Questi esempi mostrano come, a seconda del caso, si possano ottenere risultati pratici diversi: dall’annullamento di charge ingiustificati alla ristrutturazione complessiva del debito. Ogni scenario concreto però deve essere valutato con attenzione da un esperto, analizzando contratti e calcoli.
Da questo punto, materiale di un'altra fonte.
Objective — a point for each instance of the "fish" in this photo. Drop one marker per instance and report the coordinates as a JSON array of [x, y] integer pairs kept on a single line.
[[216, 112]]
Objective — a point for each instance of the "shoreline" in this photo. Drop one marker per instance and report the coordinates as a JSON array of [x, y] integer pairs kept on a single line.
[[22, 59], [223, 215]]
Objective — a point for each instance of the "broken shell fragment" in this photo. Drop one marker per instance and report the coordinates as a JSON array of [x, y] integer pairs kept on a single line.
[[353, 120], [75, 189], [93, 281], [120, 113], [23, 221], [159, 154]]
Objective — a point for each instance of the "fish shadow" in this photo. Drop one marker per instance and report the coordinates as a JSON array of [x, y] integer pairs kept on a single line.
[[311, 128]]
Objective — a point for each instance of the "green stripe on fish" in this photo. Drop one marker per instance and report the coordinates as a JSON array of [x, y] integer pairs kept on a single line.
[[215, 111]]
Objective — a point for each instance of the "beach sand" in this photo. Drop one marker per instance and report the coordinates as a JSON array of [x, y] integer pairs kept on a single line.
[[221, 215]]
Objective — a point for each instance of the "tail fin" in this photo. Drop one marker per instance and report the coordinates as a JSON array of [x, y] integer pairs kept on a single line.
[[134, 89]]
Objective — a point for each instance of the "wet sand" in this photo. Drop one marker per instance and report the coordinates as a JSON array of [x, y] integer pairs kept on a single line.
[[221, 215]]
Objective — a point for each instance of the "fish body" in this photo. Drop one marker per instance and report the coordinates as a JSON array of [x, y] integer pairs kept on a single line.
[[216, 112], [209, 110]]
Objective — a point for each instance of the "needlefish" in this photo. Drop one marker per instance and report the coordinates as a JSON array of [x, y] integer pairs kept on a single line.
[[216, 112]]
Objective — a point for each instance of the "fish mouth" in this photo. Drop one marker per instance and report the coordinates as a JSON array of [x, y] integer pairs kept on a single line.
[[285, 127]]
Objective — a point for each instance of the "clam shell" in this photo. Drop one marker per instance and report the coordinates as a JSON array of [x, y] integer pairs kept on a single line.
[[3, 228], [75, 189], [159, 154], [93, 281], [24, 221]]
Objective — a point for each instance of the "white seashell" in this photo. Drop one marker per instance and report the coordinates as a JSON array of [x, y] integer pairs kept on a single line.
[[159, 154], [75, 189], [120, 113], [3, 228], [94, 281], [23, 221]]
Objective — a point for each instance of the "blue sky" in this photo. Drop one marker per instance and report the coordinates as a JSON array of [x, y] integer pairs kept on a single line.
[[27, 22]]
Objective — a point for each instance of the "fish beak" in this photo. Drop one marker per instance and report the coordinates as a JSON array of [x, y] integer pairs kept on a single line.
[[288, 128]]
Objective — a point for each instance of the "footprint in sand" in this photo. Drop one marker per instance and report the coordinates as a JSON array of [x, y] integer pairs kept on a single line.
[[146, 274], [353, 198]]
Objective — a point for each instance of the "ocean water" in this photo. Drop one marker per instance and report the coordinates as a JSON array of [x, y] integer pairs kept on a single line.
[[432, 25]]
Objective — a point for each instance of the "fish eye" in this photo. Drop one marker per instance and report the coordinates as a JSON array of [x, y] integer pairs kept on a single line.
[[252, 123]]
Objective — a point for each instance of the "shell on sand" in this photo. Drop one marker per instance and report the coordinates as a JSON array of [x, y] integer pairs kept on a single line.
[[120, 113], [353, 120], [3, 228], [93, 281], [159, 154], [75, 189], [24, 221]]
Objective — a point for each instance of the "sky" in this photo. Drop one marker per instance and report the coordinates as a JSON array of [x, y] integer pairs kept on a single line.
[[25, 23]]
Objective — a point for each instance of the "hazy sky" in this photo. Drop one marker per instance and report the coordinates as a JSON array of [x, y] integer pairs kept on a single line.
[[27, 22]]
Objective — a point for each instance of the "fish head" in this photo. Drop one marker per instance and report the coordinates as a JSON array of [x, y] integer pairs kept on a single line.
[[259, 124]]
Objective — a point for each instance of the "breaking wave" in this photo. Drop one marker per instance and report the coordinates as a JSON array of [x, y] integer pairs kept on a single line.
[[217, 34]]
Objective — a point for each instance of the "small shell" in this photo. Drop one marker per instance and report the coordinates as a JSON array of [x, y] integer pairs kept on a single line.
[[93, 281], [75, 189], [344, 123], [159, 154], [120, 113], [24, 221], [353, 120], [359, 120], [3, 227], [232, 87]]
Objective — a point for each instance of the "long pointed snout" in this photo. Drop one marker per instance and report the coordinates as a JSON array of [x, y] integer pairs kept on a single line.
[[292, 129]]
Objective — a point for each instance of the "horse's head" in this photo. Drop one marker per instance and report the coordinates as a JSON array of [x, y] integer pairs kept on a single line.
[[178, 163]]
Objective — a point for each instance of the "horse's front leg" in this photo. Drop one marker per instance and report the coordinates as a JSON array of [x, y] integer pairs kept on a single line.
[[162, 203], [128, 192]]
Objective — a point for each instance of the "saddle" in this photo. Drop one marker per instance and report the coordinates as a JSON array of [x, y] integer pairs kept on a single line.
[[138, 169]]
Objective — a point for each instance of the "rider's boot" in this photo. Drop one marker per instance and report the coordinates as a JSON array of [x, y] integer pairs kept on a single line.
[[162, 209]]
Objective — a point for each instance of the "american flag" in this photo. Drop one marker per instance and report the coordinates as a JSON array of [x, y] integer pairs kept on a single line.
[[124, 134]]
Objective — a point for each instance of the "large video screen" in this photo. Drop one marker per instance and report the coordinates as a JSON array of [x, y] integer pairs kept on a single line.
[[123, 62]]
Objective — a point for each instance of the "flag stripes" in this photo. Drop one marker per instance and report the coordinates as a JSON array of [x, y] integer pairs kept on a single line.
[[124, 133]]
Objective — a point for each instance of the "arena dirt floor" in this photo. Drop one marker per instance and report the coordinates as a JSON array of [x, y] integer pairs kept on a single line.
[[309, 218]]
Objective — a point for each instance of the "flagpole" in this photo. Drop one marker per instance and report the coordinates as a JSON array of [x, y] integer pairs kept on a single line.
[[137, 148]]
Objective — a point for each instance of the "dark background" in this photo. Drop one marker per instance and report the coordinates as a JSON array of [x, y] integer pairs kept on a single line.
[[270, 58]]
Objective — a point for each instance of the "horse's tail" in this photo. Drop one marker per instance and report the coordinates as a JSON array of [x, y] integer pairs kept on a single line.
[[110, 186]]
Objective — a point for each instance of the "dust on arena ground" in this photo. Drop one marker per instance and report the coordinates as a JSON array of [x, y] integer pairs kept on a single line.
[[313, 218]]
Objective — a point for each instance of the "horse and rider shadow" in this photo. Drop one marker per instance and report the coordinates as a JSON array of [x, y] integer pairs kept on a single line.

Sentenze italiane aggiornate

  • Cass. civ., Sez. I, 15 gen. 2024, n. 1373 – Clausola CMS non nulla se la periodicità è desumibile dal contratto .
  • Cass. civ., Sez. I, 20 giu. 2022, n. 19825 – CMS nulla per indeterminatezza se indicata solo la percentuale senza base .
  • Cass. civ., Sez. I, 3 mar. 2025, n. 5575 – Se CMS valida, spetta alla banca provare la corretta applicazione delle clausole .
  • Cass. SS.UU. 20 giu. 2018, n. 16303 – Commissioni di massimo scoperto incluse nella verifica dell’usura (principio di comparazione separata) .
  • Trib. Teramo, 2 ott. 2024 – CMS valida solo se calcolata sul fido accordato, nulla se su utilizzi ; nullità delle clausole CMS non scritte chiaramente.
  • C.A. Cagliari-Sassari, 8 set. 2025, n. 300 – Clausola CMS nulla per generica indeterminatezza (percentuale senza criteri) .
  • Trib. Como, 4 apr. 2025, n. 270 – (v. Massima: È onere della banca dimostrare la legittima applicazione delle commissioni di fido; sintesi da DB Ilcaso).
  • Trib. Milano, 10 nov. 2024, n. 8541 – CMS illegittima se non pattuita per iscritto (Richiesta del Tribunale su clausola di fido).
  • ARBITRO BANCARIO FINANZIARIO, Collegio di Milano, decisione 18/2/2022 – (vista di lato) Confida sulla CMS non inserita negli accordi, constrizione su rimborsi (esemplificativo).

Queste pronunce sono tratte dalle fonti ufficiali (Cassazione, Tribunali) o da riviste giuridiche specializzate . Esse evidenziano gli orientamenti più recenti in materia di commissione di massimo scoperto e ne chiariscono i presupposti di nullità e i criteri di prova.

Conclusione

In sintesi, la commissione di massimo scoperto può rappresentare un costo significativo nel rapporto bancario, ma il cliente non è prigioniero di oneri contrattuali poco chiari o illegittimi. Le difese legali illustrate – dalla contestazione in sede civile alla valutazione di usurarietà – consentono di far valere i propri diritti e di ottenere la restituzione di quanto indebitamente pagato . È cruciale agire tempestivamente e con l’adeguata consulenza professionale per evitare di perdere le opportunità difensive (per es. termini di opposizione, prescrizione dei rimborsi, ecc.).